Le conclave s’est ouvert ce mercredi 7 mai 2025 au Vatican. Dans le silence solennel de la chapelle Sixtine, 133 cardinaux de moins de 80 ans, venus de 70 pays, se préparent à élire le 267ᵉ pape de l’église catholique. À l’autre bout du monde, à Kinshasa, des prières montent, portées par des voix féminines.
Dans les paroisses de la capitale congolaise, de Notre-Dame de la Sagesse (NODASA) à Saint François de Sales, en passant par Reine des Apôtres, les fidèles ne cachent pas leur espoir pour l’église de demain. Parmi les noms évoqués à Rome, celui du cardinal Fridolin Ambongo, archevêque de Kinshasa, fait vibrer les cœurs.
« Pourquoi pas un pape africain ? », s’interroge Sandrine Mwela de NODASA. Pour elle, le cardinal Ambongo incarne le courage et la lucidité. « Il ose parler pour les sans-voix. Il connaît nos réalités ici au Congo. Ce serait une révolution, un message d’universalité, de justice. Et ça montrerait que Rome peut aussi écouter l’Afrique. ».
Cette même attente d’un changement profond résonne dans la voix de Melissa Kiama, éducatrice de la paroisse Reine des Apôtres qui s’attend à un pape qui n’oublie pas les femmes: « Depuis trop longtemps, la place des femmes dans l’église est limitée. Nous sommes les piliers des paroisses, mais quand il faut décider, on nous demande de nous taire. Le temps de la soumission silencieuse est passé. J’espère un pape qui ouvre des portes. »
Dans les couloirs des églises, sur les bancs des catéchèses ou autour des groupes de prière, les mots reviennent : justice, confiance, réforme. Pour Blandine Nehema, religieuse croisée à Saint François de Sales, l’Église doit sortir de sa zone de confort : « Le monde évolue, les défis sont nombreux. Le pape doit être un homme de prière mais aussi un homme de vision. Il faut répondre avec audace et compassion. Le monde change vite. Il faut du courage pour sortir des vieux schémas, écouter les laïcs, penser une Église plus horizontale. Et dans cette réforme, la voix des femmes doit être entendue. Pas comme une faveur, mais comme une justice. »
« Un pape qui connaît la souffrance de l’Afrique »

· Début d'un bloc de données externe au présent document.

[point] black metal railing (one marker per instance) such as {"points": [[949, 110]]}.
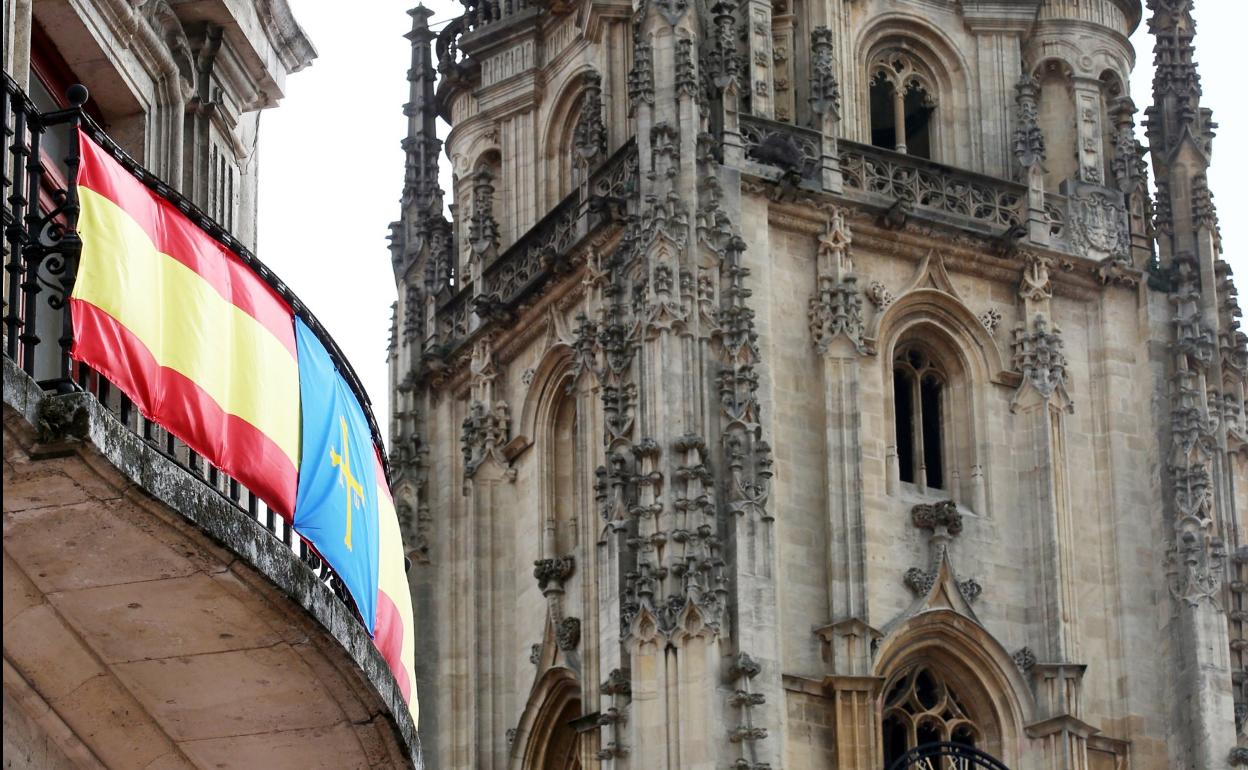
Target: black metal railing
{"points": [[40, 261], [932, 186]]}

Pour Sarah Palata, également de NODASA, l’enjeu dépasse l’élection :
« Ce que je souhaite, ce n’est pas seulement un changement de visage à Rome. Je veux un pape qui comprend la souffrance du peuple. En RDC, nous vivons l’oppression. Nous voulons un pasteur, pas un diplomate. L’église doit oser dire la vérité aux puissants. Trop souvent, elle se tait face à l’injustice. Le pape ne doit pas être neutre. Il doit être du côté des pauvres. Que ce conclave choisisse un homme de Dieu, pas un homme de pouvoir. »
La figure du cardinal Ambongo revient souvent dans les témoignages. Pour Monique Kasake, de la paroisse Saint François de Sales, Si Ambongo est élu, c’est l’Afrique qui entre au cœur de l’Église.
« Il représente un espoir concret : Il a parlé contre la corruption, il a tenu tête au pouvoir. Il ne cherche pas la gloire, il cherche Dieu. Ce serait une fierté pour le Congo, mais surtout un signal fort : que l’église est vraiment universelle. »
Bernadette Masiala, de NODASA, attend quant à elle, un pape à l’image du Christ : « Il faut un pape qui ne nous juge pas, mais qui nous accompagne. Mères seules, étudiantes sans ressources, jeunes sans avenir… Jésus n’excluait personne. L’Église ne peut pas rester figée. »
En ce jour de silence à Rome, où les cardinaux votent à huis clos, les femmes de Kinshasa, elles, élèvent la voix. Elles ne demandent pas une église à leur image, mais une église fidèle à l’Évangile, qui regarde la réalité en face, qui écoute, qui partage le chemin. Le nom du cardinal Ambongo symbolise un rêve, mais au fond, ce n’est pas une question de nationalité : c’est une question d’âme, de mission et de foi.